The number of twists and turns has left industry analysts as well as some former 3Com employees baffled.

"[Benhamou's] scrambling. It's a company that doesn't have a clear sense of who it is, what market it's in, and who its customers are," a former 3Com executive said. "He had a great first few years, but he has been floundering the last few."

And that also had translated into confusion among analysts on Wall Street.

"They became less articulate about their strategy to the Street. They hid from the investment community when things started going wrong and they started losing investor confidence," Armacost said.

But many believe the latest plans for a Palm spin-off and the company's renewed focus on networking are smart moves.

Benhamou, as early as 1998, advocated spinning off the Palm Computing unit. But when Palm founder Jeff Hawkins, along with Donna Dubinsky, Palm Computing vice president and general manager, left the company those plans were put on hold, said the source close to the board.

"The feeling was that the timing wasn't right in order to maximize shareholder value for 3Com shareholders," the source said.

Despite the travails of the past two years, former executives say Benhamou has had a significant impact on 3Com. For example, revenue reached $5.8 billion in 1999, up from $430 million in 1990.

See related story: It's a Palm, Palm world Benhamou joined 3Com in 1987 as vice president of products, and then in 1990 took the helm of the company that was "near death," said Bob Finocchio, the former 3Com president who worked with Benhamou for nearly a decade before leaving in 1997 to become the head of database software firm Informix.

"It was a big jump for him and he was totally untested, having previously been an engineering manager at Bridge," Finocchio said. "But there was total support for him throughout the company for his vision and desire."

The recent turmoil isn't the first time Benhamou has seen problems at 3Com.
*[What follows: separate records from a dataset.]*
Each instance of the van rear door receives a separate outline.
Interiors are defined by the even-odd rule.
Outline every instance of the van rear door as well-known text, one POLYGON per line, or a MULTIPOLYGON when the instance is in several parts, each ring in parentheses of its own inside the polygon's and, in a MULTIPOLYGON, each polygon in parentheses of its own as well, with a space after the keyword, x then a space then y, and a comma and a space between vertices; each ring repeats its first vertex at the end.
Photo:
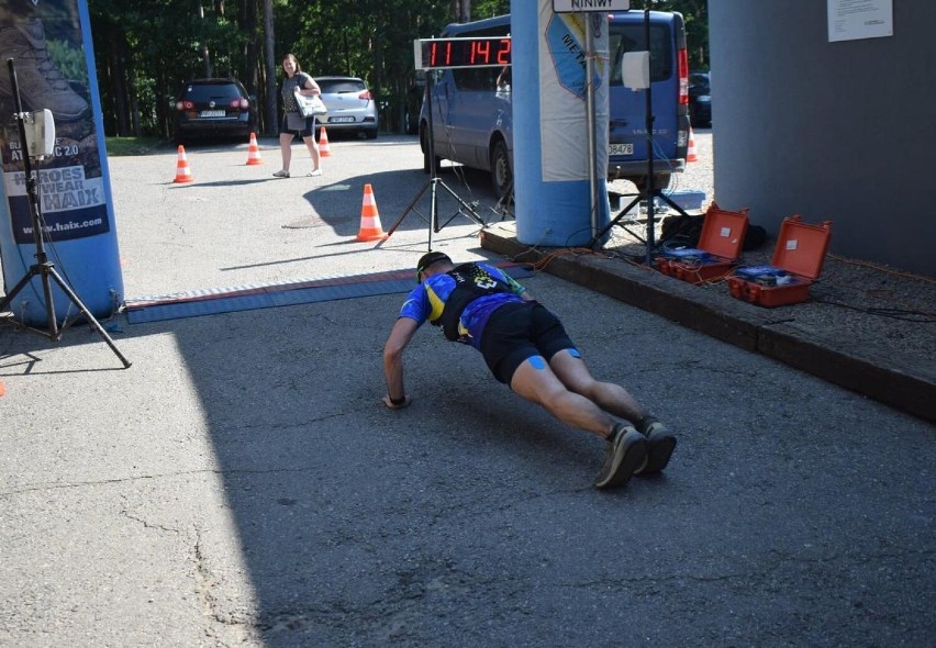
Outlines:
MULTIPOLYGON (((670 174, 686 168, 689 141, 688 69, 682 15, 651 11, 650 82, 654 116, 654 185, 669 185, 670 174), (684 77, 684 78, 683 78, 684 77)), ((609 179, 623 178, 643 186, 647 175, 646 92, 625 88, 621 59, 627 52, 646 51, 643 11, 612 13, 609 19, 611 83, 609 92, 609 179)))

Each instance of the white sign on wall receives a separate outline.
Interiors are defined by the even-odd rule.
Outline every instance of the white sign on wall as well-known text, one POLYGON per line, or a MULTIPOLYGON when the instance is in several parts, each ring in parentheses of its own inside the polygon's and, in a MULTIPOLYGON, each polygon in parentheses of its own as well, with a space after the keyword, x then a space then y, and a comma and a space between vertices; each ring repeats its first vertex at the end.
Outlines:
POLYGON ((828 42, 894 35, 893 0, 827 0, 828 42))

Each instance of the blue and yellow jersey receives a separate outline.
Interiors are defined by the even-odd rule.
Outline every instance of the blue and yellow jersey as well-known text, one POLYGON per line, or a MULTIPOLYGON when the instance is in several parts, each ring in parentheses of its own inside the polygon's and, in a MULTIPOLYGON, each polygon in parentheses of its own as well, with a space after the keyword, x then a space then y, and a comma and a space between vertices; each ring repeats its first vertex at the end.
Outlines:
MULTIPOLYGON (((521 293, 525 288, 501 271, 488 264, 475 264, 478 272, 483 280, 489 277, 491 280, 500 280, 510 287, 511 292, 494 292, 484 294, 472 300, 461 311, 461 317, 458 323, 458 342, 470 344, 473 347, 479 347, 481 343, 481 332, 488 323, 491 313, 498 306, 505 303, 523 301, 521 293)), ((409 317, 415 320, 420 326, 430 321, 436 321, 442 316, 442 311, 445 309, 445 302, 455 290, 455 279, 449 275, 433 275, 427 277, 425 281, 413 288, 410 294, 406 295, 406 301, 403 308, 400 309, 400 317, 409 317)))

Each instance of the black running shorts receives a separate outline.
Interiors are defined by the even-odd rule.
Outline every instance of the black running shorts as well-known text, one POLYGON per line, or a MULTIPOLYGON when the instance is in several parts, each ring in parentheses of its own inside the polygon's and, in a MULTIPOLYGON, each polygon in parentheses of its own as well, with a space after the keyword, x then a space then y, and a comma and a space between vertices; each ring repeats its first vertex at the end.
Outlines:
POLYGON ((559 319, 536 302, 508 303, 491 313, 481 334, 481 355, 491 373, 510 384, 514 371, 534 356, 549 359, 576 345, 559 319))

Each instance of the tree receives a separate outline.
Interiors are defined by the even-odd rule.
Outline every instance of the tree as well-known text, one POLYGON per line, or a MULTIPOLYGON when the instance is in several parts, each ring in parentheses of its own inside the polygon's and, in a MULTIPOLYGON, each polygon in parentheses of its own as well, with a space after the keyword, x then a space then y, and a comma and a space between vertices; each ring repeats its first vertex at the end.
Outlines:
MULTIPOLYGON (((645 1, 683 14, 690 66, 707 68, 707 0, 645 1)), ((508 13, 510 0, 88 0, 88 8, 105 133, 168 138, 181 83, 213 75, 241 79, 261 108, 258 127, 275 134, 287 53, 313 76, 364 78, 381 127, 402 131, 421 96, 413 41, 508 13)))

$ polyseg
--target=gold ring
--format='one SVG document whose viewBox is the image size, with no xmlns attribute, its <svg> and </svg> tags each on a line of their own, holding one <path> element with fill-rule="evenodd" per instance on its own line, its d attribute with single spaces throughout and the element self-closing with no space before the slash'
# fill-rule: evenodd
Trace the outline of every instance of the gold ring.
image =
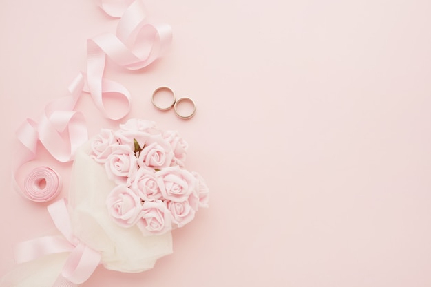
<svg viewBox="0 0 431 287">
<path fill-rule="evenodd" d="M 154 100 L 154 98 L 156 95 L 160 91 L 167 91 L 169 94 L 172 95 L 172 101 L 169 102 L 169 105 L 165 107 L 160 107 L 160 105 L 157 105 L 156 104 L 156 101 Z M 175 94 L 174 91 L 170 87 L 159 87 L 153 92 L 153 95 L 151 96 L 151 103 L 156 107 L 156 109 L 160 109 L 160 111 L 167 111 L 172 107 L 172 106 L 175 104 Z M 159 104 L 160 105 L 160 104 Z"/>
<path fill-rule="evenodd" d="M 191 104 L 193 105 L 193 110 L 189 114 L 185 114 L 185 114 L 180 114 L 178 112 L 178 111 L 177 110 L 177 106 L 178 105 L 178 104 L 180 103 L 184 102 L 184 101 L 191 103 Z M 183 120 L 187 120 L 187 118 L 191 118 L 195 114 L 195 113 L 196 112 L 196 103 L 195 103 L 194 100 L 193 100 L 190 98 L 187 98 L 187 97 L 180 98 L 178 98 L 175 102 L 175 104 L 174 105 L 174 110 L 175 111 L 175 114 L 176 114 L 176 115 L 178 116 L 179 116 L 180 118 L 182 118 Z"/>
</svg>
The firm at one time had a division that built network operating systems and servers, but wasn't profitable. Benhamou killed the division so the company could focus on networking, a technology he believed to be the future.
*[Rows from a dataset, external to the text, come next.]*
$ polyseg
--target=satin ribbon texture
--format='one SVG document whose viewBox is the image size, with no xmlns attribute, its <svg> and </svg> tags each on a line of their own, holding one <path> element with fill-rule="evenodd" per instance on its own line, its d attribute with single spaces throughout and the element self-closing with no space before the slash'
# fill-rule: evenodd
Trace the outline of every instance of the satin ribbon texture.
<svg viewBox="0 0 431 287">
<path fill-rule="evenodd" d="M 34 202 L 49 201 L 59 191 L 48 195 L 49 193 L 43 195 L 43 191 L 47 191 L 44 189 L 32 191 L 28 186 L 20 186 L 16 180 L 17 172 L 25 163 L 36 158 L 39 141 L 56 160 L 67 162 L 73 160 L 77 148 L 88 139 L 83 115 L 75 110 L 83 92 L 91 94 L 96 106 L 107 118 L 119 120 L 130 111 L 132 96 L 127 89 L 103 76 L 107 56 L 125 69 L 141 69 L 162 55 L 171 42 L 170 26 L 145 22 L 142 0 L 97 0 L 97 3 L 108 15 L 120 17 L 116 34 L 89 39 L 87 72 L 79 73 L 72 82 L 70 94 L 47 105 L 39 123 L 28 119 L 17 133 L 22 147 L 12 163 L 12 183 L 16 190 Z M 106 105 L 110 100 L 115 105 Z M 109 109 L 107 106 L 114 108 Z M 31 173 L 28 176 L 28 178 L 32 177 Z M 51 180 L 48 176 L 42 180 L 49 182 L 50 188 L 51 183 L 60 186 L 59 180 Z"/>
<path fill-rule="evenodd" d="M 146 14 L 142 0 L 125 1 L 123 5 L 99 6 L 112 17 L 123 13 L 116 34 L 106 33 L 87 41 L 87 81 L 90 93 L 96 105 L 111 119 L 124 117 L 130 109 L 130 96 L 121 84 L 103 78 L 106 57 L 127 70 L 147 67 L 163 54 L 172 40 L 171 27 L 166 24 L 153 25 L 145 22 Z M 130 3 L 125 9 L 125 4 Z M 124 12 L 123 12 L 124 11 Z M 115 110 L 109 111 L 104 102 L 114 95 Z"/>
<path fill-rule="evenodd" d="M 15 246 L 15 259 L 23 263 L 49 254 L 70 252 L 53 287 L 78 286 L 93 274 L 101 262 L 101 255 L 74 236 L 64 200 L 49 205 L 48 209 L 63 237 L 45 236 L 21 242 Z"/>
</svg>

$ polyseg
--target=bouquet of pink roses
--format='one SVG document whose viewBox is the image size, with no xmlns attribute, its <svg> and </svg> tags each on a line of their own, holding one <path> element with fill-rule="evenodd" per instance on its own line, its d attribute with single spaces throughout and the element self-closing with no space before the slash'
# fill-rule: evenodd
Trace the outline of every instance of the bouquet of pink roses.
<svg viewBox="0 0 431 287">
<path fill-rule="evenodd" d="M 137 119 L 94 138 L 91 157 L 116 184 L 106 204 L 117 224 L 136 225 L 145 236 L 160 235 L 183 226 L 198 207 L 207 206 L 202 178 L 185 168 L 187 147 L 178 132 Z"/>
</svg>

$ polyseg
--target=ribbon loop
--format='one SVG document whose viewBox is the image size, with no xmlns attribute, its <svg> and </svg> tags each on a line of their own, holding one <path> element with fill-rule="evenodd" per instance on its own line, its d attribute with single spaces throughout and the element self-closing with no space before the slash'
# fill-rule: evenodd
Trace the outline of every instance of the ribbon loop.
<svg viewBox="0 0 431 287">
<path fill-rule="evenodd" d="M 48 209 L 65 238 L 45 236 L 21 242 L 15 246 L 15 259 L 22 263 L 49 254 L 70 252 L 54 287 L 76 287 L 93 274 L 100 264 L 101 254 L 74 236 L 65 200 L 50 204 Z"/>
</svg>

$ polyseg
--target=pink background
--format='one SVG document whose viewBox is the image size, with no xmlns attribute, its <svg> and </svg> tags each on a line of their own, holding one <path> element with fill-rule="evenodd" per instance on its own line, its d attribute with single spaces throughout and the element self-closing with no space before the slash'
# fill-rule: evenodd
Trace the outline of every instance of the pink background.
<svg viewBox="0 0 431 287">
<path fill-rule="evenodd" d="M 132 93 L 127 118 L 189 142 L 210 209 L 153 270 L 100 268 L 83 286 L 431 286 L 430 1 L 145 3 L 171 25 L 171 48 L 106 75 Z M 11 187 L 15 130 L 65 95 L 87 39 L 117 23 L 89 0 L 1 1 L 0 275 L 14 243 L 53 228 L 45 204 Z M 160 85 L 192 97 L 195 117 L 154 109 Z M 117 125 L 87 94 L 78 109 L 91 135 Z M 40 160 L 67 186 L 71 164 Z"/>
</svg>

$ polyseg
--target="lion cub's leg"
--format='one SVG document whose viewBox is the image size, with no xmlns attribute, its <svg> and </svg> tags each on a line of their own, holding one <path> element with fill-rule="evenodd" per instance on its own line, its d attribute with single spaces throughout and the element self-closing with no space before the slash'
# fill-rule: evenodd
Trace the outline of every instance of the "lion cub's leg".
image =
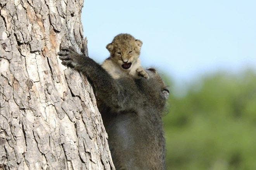
<svg viewBox="0 0 256 170">
<path fill-rule="evenodd" d="M 146 78 L 149 78 L 149 75 L 147 73 L 146 71 L 144 70 L 144 68 L 141 66 L 138 67 L 136 69 L 136 72 L 138 74 L 138 75 Z"/>
</svg>

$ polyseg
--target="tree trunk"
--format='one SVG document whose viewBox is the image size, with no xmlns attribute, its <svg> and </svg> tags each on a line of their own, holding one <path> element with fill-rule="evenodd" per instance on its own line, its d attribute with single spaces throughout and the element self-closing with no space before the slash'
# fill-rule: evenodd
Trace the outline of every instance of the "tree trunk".
<svg viewBox="0 0 256 170">
<path fill-rule="evenodd" d="M 86 78 L 56 56 L 87 55 L 83 0 L 0 0 L 0 169 L 114 169 Z"/>
</svg>

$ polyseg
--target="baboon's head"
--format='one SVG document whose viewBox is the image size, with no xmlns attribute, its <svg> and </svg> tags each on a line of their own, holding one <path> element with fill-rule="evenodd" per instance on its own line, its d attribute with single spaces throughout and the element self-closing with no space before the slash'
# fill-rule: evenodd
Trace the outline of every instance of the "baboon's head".
<svg viewBox="0 0 256 170">
<path fill-rule="evenodd" d="M 140 53 L 142 42 L 128 34 L 116 36 L 112 42 L 106 48 L 110 53 L 110 57 L 125 70 L 129 70 L 138 60 Z"/>
</svg>

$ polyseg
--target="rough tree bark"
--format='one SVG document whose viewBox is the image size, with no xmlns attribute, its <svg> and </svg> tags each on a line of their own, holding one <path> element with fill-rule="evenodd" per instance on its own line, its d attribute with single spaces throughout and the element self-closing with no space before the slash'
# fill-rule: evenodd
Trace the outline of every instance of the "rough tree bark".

"He put a bullet in that whole business," said another former 3Com executive who worked in the network operating system and server business. "We were bleeding money, spending too much on development and not gaining market share."

The move saved the company, the former executive said. "That got 3Com started on the right path. The share price was in the tank. Profitability and growth had flattened out. And Eric believed the next big thing was networking, not a network computer."
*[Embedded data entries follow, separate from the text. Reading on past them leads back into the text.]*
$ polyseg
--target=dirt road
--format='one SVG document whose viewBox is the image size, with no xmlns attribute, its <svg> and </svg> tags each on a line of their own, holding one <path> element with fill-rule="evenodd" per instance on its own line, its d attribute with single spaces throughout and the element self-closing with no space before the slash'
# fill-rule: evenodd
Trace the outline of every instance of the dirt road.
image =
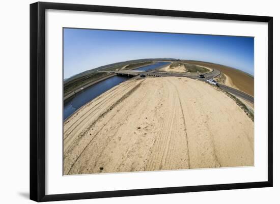
<svg viewBox="0 0 280 204">
<path fill-rule="evenodd" d="M 64 173 L 254 165 L 254 123 L 205 82 L 122 83 L 65 122 Z"/>
</svg>

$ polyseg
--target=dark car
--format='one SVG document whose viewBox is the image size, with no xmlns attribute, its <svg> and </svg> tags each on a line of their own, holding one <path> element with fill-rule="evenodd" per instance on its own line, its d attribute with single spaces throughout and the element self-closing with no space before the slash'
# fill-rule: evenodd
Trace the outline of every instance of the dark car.
<svg viewBox="0 0 280 204">
<path fill-rule="evenodd" d="M 201 74 L 199 76 L 199 78 L 201 79 L 204 78 L 204 75 L 203 74 Z"/>
</svg>

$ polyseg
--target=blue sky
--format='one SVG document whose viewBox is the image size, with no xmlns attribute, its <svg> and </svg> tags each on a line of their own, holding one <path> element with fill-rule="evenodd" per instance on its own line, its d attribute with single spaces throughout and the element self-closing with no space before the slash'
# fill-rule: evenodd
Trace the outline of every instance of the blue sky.
<svg viewBox="0 0 280 204">
<path fill-rule="evenodd" d="M 171 57 L 227 65 L 254 75 L 254 38 L 64 30 L 64 78 L 127 60 Z"/>
</svg>

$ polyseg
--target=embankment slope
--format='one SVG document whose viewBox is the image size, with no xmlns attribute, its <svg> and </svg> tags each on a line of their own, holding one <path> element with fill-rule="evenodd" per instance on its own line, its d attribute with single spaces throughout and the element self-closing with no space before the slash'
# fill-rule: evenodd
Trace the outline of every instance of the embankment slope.
<svg viewBox="0 0 280 204">
<path fill-rule="evenodd" d="M 64 173 L 254 165 L 254 123 L 233 99 L 184 77 L 131 79 L 64 125 Z"/>
<path fill-rule="evenodd" d="M 233 88 L 237 88 L 241 91 L 254 97 L 254 78 L 248 74 L 238 69 L 223 65 L 200 61 L 189 61 L 187 62 L 219 70 L 230 78 L 234 85 Z"/>
</svg>

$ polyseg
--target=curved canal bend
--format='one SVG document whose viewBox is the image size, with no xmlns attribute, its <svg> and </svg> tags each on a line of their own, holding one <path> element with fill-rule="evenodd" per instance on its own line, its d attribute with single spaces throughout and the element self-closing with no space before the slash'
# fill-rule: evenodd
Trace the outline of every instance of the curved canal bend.
<svg viewBox="0 0 280 204">
<path fill-rule="evenodd" d="M 170 64 L 168 62 L 158 62 L 155 64 L 141 67 L 134 70 L 149 71 L 158 69 Z M 76 110 L 100 96 L 115 86 L 129 79 L 127 77 L 114 76 L 104 80 L 85 90 L 79 92 L 74 97 L 64 103 L 63 120 L 67 119 Z"/>
</svg>

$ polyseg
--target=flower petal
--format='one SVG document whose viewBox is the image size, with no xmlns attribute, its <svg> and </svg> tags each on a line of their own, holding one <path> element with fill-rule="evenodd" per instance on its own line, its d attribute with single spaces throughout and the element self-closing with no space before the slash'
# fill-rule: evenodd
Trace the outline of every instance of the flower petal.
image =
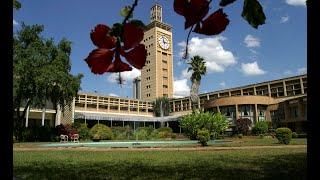
<svg viewBox="0 0 320 180">
<path fill-rule="evenodd" d="M 174 0 L 173 9 L 176 13 L 184 16 L 184 13 L 188 7 L 188 0 Z"/>
<path fill-rule="evenodd" d="M 209 2 L 207 0 L 190 0 L 183 15 L 186 19 L 184 28 L 188 29 L 190 26 L 198 23 L 208 12 Z"/>
<path fill-rule="evenodd" d="M 110 28 L 104 24 L 98 24 L 90 33 L 94 45 L 99 48 L 112 49 L 116 46 L 116 38 L 109 36 Z"/>
<path fill-rule="evenodd" d="M 124 63 L 120 59 L 120 55 L 116 54 L 115 60 L 107 69 L 107 72 L 123 72 L 123 71 L 131 71 L 132 67 L 129 64 Z"/>
<path fill-rule="evenodd" d="M 123 48 L 130 49 L 138 45 L 143 40 L 143 29 L 133 23 L 126 23 L 123 30 Z"/>
<path fill-rule="evenodd" d="M 205 35 L 216 35 L 224 31 L 229 24 L 227 15 L 223 13 L 222 9 L 218 9 L 212 13 L 202 23 L 202 27 L 196 27 L 194 32 Z"/>
<path fill-rule="evenodd" d="M 142 69 L 146 63 L 147 50 L 143 44 L 139 44 L 134 49 L 124 54 L 124 57 L 133 67 Z"/>
<path fill-rule="evenodd" d="M 91 72 L 94 74 L 103 74 L 112 63 L 113 54 L 114 52 L 109 49 L 95 49 L 91 51 L 85 61 L 91 68 Z"/>
</svg>

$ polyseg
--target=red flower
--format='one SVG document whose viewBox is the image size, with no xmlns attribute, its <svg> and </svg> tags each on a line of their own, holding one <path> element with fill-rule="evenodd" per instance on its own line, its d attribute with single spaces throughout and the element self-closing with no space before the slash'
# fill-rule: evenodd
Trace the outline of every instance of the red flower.
<svg viewBox="0 0 320 180">
<path fill-rule="evenodd" d="M 227 15 L 223 13 L 222 9 L 218 9 L 202 22 L 202 27 L 198 23 L 194 32 L 205 35 L 216 35 L 224 31 L 228 24 L 229 19 Z"/>
<path fill-rule="evenodd" d="M 175 0 L 173 9 L 184 16 L 186 19 L 184 28 L 188 29 L 208 14 L 209 2 L 207 0 Z"/>
<path fill-rule="evenodd" d="M 90 34 L 93 44 L 98 47 L 85 59 L 91 68 L 91 72 L 103 74 L 105 72 L 131 71 L 132 67 L 121 61 L 120 54 L 133 67 L 141 69 L 147 58 L 144 45 L 139 44 L 143 39 L 143 29 L 132 23 L 126 23 L 123 27 L 122 47 L 116 47 L 116 38 L 110 36 L 109 32 L 110 28 L 108 26 L 99 24 Z"/>
<path fill-rule="evenodd" d="M 110 28 L 103 24 L 98 24 L 90 33 L 90 38 L 94 45 L 99 48 L 112 49 L 116 47 L 116 38 L 109 36 Z"/>
</svg>

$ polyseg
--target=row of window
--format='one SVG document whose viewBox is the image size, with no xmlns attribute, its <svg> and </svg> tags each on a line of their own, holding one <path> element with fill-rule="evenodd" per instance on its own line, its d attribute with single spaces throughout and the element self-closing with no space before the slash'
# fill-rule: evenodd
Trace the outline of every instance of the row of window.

Nonetheless, opinions differ on Benhamou's ability to provide the company with great vision.

"He's really analytical. He's an engineer. He's not a visionary," a former executive said. "Whenever I had meetings, he drilled down to the product detail. He understood product things. Because of that background, he's not someone who got people to rally behind him and feel like he understands what the business was--and going with it."

But Finocchio casts Benhamou in a different light.

"He was born to be a CEO. He has a natural talent to lead people, get them excited, has great vision, and the guts to make tough decisions," he said.

"My impression of this guy is that through the ups and downs of this company, he remains unflappable," Dataquest analyst John Armstrong said. "It's been to his credit that least outwardly, he has maintained the loyalty of his employees and staff."